En jetant le doute sur la conclusion d'un accord, ils ont ajouté: "Si, comme le Royaume-Uni, vous souhaitez repartir à zéro et construire quelque chose de complètement nouveau … cela va être très difficile à obtenir (dans les délais)."

Questions et réponses du rédacteur adjoint JACK DOYLE sur le Brexit

Qu'est-ce qui se passe aujourd'hui?

Après des mois de spéculation, Boris Johnson dévoilera sa proposition concernant le Brexit dans un texte juridique envoyé à Bruxelles. Hier soir, les responsables du No 10 ont parlé d'un "compromis juste et raisonnable" et d'une "offre finale".

Que dira le texte légal?

Les détails sont gardés secrets, mais M. Johnson insiste sur le fait que l'UE doit rouvrir l'accord de retrait et supprimer le support. Il exigera également des changements radicaux dans la déclaration qui définit la relation post-Brexit.

Pourquoi M. Johnson veut-il se débarrasser de ce filet?

L'UE a déclaré que le filet de sécurité était nécessaire pour maintenir une frontière ouverte en Irlande du Nord. Mais M. Johnson dit que cela nous maintient liés aux règles de l'UE sans pouvoir nous prononcer dessus.

L'UE va-t-elle faire des compromis?

Jean-Claude Juncker dit maintenant qu'il n'a pas d'attachement au fond, un possible assouplissement. Mais la Commission reste indifférente aux "arrangements alternatifs" proposés et plaide pour un soutien unique pour l'Irlande du Nord, qui maintiendrait la province liée aux règles de l'UE, tandis que le reste de la Grande-Bretagne pourrait suivre son propre chemin.

Quelles concessions M. Johnson a-t-il faites?

M. Johnson a clairement indiqué qu'il accepterait une solution de toute l'Irlande pour l'alimentation et l'agriculture, qui verrait l'Irlande du Nord suivre les règles de l'UE en matière de contrôle des animaux. L’UE veut également que la province respecte les règles de l’UE sur les produits manufacturés.

Qu'en est-il des coutumes?

Hier, une fuite suggère que M. Johnson proposera des "centres de dédouanement" des deux côtés de la frontière, mais avec un décalage de cinq à dix milles, afin de ne pas enflammer le sentiment nationaliste. La proposition a été immédiatement rejetée par Dublin. M. Johnson a nié les détails, mais a admis que des contrôles douaniers "d'une certaine sorte" seraient nécessaires, ce qui serait pénible pour le Premier ministre irlandais, Leo Varadkar.

Un accord est-il possible?

Oui, mais il n'y a pas beaucoup d'optimisme de part et d'autre. Un haut ministre a déclaré hier: "Nous avons parcouru un long chemin, ils doivent aussi bouger un peu." Un rapport a suggéré que l'UE puisse fixer une limite de temps au soutien technique de l'Irlande du Nord, mais la longueur de cette limite n'était pas claire.
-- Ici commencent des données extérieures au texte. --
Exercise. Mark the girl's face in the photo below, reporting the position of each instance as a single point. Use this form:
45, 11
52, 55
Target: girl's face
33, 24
Les fonctionnaires de la Commission ont nié le rapport.

Un accord pourrait-il passer par la Chambre des communes?

C'est un long coup dans un Parlement dominé par les Restes. M. Johnson n'a plus de majorité et Jeremy Corbyn et les démocrates libéraux voteront contre tout accord. À moins qu'il ne puisse convaincre le DUP, M. Johnson n'a pas d'espoir. Il doit convaincre les eurosceptiques conservateurs et convaincre les rebelles conservateurs et les partants du travail de le soutenir.